The purpose of using soap was to destroy the membranes inside a kiwi cell. Soap helped with that because it dissolves the membranes easily. Salt or NaCl was used to remove proteins and carbohydrates. NaCl caused the proteins and carbohydrates to precipitate.
2. Why was it necessary to “mush” the kiwi by hand? If the step was omitted, what effect would this omission have had on the results?
The Kiwi was mashed by hand in order to break the large pieces of fruit and to increase the surface area of the cells. If this step was omitted, the complete degeneration of proteins, carbohydrates and other cell components would be difficult and that would produce less concentrated DNA.
3. Why do we heat the resulting fruit mixture and then cool it?
The resulting mixture was heated because high temperature breaks down the cell walls exposing the cell membranes. This allows the detergent to dissolve the fatty cell membranes. 4. Why would 90% isopropyl alcohol be even better than using 70% isopropyl alcohol in this procedure?

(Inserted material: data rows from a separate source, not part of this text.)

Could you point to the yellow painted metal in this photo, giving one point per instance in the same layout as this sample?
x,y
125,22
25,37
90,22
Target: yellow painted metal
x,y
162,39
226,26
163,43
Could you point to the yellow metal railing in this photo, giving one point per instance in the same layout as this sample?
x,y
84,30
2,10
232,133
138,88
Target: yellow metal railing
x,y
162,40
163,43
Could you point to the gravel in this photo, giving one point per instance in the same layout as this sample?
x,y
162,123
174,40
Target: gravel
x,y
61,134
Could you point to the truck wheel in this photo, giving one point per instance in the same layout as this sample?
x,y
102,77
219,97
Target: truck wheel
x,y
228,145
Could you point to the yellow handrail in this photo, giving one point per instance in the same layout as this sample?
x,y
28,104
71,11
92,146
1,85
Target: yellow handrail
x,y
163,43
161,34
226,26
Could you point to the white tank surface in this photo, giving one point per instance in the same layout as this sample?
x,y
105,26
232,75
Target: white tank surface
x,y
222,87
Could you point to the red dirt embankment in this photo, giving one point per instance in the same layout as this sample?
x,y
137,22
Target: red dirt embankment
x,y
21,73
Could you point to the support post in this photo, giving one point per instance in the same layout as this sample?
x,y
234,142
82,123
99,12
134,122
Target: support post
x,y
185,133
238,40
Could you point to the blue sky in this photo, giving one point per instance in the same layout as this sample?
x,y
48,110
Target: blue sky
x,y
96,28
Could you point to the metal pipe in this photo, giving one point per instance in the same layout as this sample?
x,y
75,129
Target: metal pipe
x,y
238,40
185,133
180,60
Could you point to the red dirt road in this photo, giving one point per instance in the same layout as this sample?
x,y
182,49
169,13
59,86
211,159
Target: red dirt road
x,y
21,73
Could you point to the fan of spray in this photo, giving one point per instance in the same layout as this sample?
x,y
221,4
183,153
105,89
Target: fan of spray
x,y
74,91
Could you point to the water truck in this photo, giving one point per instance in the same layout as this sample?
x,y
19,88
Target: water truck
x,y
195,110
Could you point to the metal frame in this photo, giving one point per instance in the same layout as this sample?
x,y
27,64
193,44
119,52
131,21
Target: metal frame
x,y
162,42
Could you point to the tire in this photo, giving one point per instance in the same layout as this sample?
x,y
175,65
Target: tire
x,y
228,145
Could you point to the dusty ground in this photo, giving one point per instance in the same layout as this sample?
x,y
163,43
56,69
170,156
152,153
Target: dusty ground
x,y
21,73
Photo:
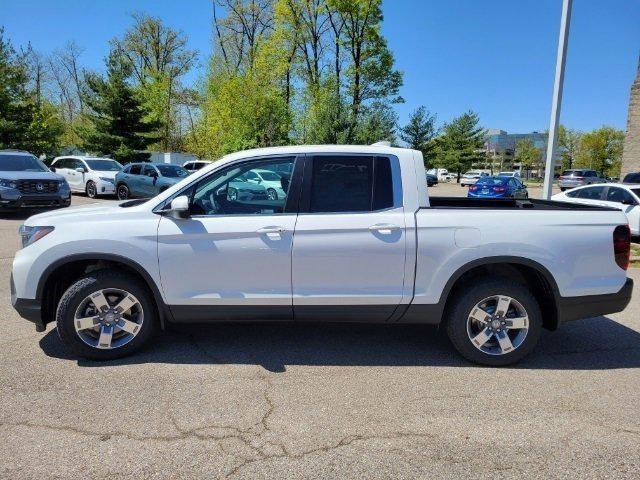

Alcohol was used to concentrate the DNA and get rid of the salt and other chemicals used in the extraction process. DNA is insoluble and this causes the DNA to precipitate. If 90% isopropyl was used instead of 70% isopropyl alcohol, more concentrated and purified DNA would be created.
5. DNA was spooled out using a glass rod. How do you account for the “stickiness” of DNA to glass?
The salt used in the extraction process caused the DNA to stick together. The insolubility of the DNA in alcohol caused it to coagulate to form a sticky jelly like substance that can be picked up by a glass rod. 6. Describe the DNA that you extracted. If DNA is a rigid structure, why do the DNA strands appear flexible?
The DNA is a clear jelly like substance and is grouped together. They appear flexible because DNA exists in a helical structure and the coiled form of DNA allows it to be flexible yet rigid at the same time.
7. What does it mean to purify a molecule? Comment of the purity of the DNA extracted.
To purify a molecule is to remove everything but that molecule. In this experiment, all parts of the cells besides the DNA, i.e. cell wall, cell membrane, mitochondria, Golgi apparatus, vacuoles, etc. are removed and the DNA is isolated. 8. Describe (2) practical applications of this laboratory activity.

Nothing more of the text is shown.